А место на карте даже толком не обозначено. Нет ни одного условного знака, только надпись чуть-чуть заметная. А ведь когда-то там был город и приток реки, а сейчас одно старое заброшенное кладбище…
Я оторвал взгляд от карты и встретился с глазами отца, всё это время граф смотрел мне в лицо.
— Что за бред ты сегодня нёс на совете? Где ты это взял?
— Прочитал. Почему — бред? У нас это было. Примерно так же, реки только по-другому, конечно, назывались, но всё остальное один в один. Да и войск у нас было значительно больше, тысяч по сто с каждой стороны…
— Сколько? — выдохнул отец с недоверием.
— У нас, в России, была такая битва, лет шестьсот назад… И мы победили, хотя их было больше, и конницы у них было тоже больше…
— Арс! — отец перебил меня. — Перестань!
— Я же не выдумал! Я читал об этом… Это реальная битва в истории моей страны, и князья, что вели её — реальные люди, исторические личности…
— Хватит! — он снова перебил меня, поморщившись, будто я нёс великую глупость. — Сколько ты сказал? Лет шестьсот назад? Да мало ли, что и как оно было шесть сотен лет назад! А у нас это не прошлое, для нас это настоящее. Как ты не поймёшь, сынок?! Я не могу рисковать армией, не могу делить её! У меня и так людей меньше, чем у Сандора, и ещё эта тысяча королевская…
— Пап! — теперь уже я перебил его настойчиво и обратился к нему так, как никогда не обращался до этого момента.

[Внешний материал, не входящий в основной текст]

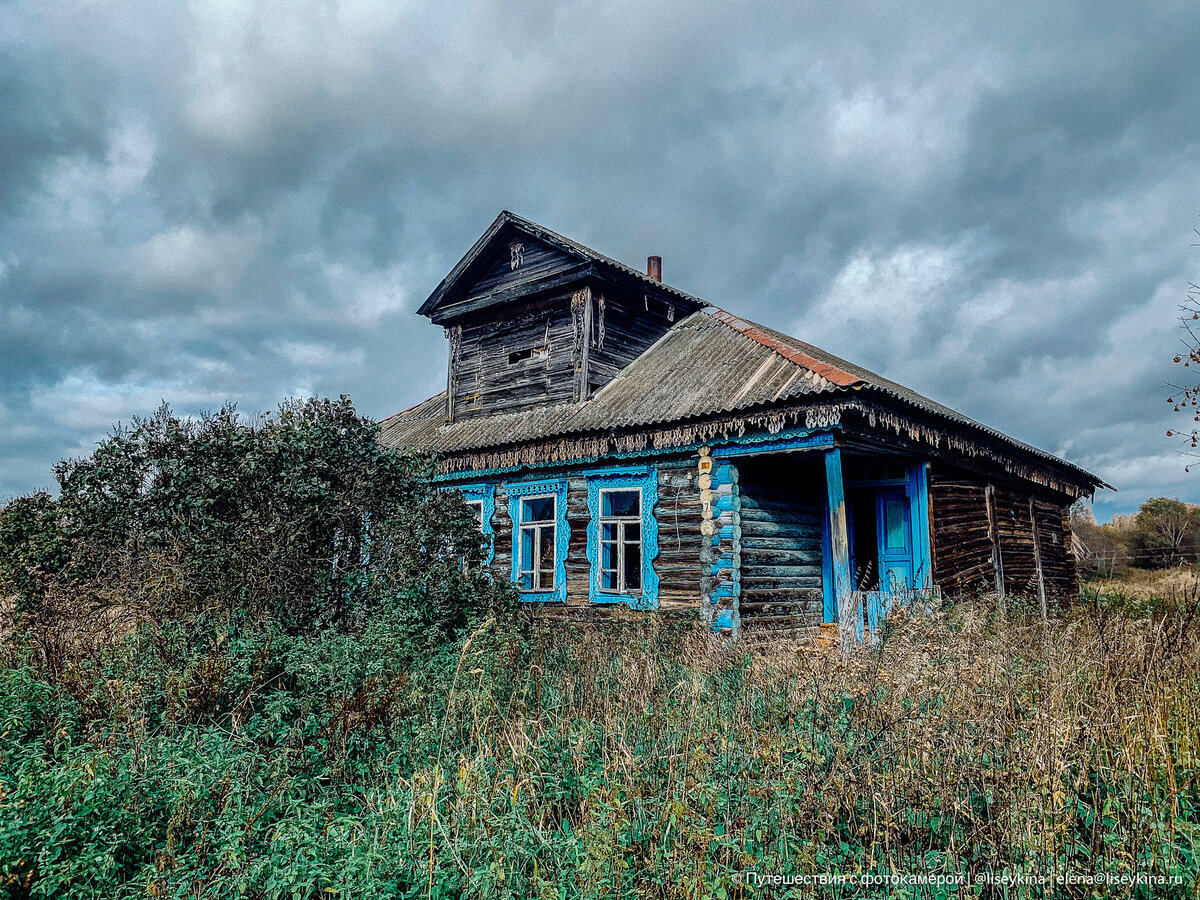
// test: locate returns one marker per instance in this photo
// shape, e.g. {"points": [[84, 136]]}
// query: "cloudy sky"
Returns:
{"points": [[229, 201]]}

Я назвал его «папой» и встретил изумлённый взгляд графа.
— Я хочу помочь тебе выиграть эту битву, — проговорил я чётко, отделяя каждое слово друг от друга. — Пойми меня правильно, пожалуйста. Это сработает, вот увидишь. Вы ударите им в тыл, и они побегут. Только надо дождаться нужного момента. Нужен человек с головой и с терпением. И всё! Всё!
Граф молчал, поджав губы, и, позволяя мне выговориться, слушал и думал. Я впервые говорил с ним так прямо, даже перешёл на «ты», говорил с ним не как с графом, с милордом и господином, а с родным, близким мне человеком. Ведь ОНА любила его, ведь ОНА родила меня от него, он — мой отец, нравится мне это или нет… И я тоже его… люблю.
Я уйду, я скоро исчезну из этого мира, но я хочу знать, что он не погибнет здесь, что он одержит победу. Я этого хочу. Для себя. Для неё…
Я хочу жизни и благополучного возвращения своему отцу и своему брату.
— Послушай меня, пожалуйста… — шепнул я в надежде достучаться до него.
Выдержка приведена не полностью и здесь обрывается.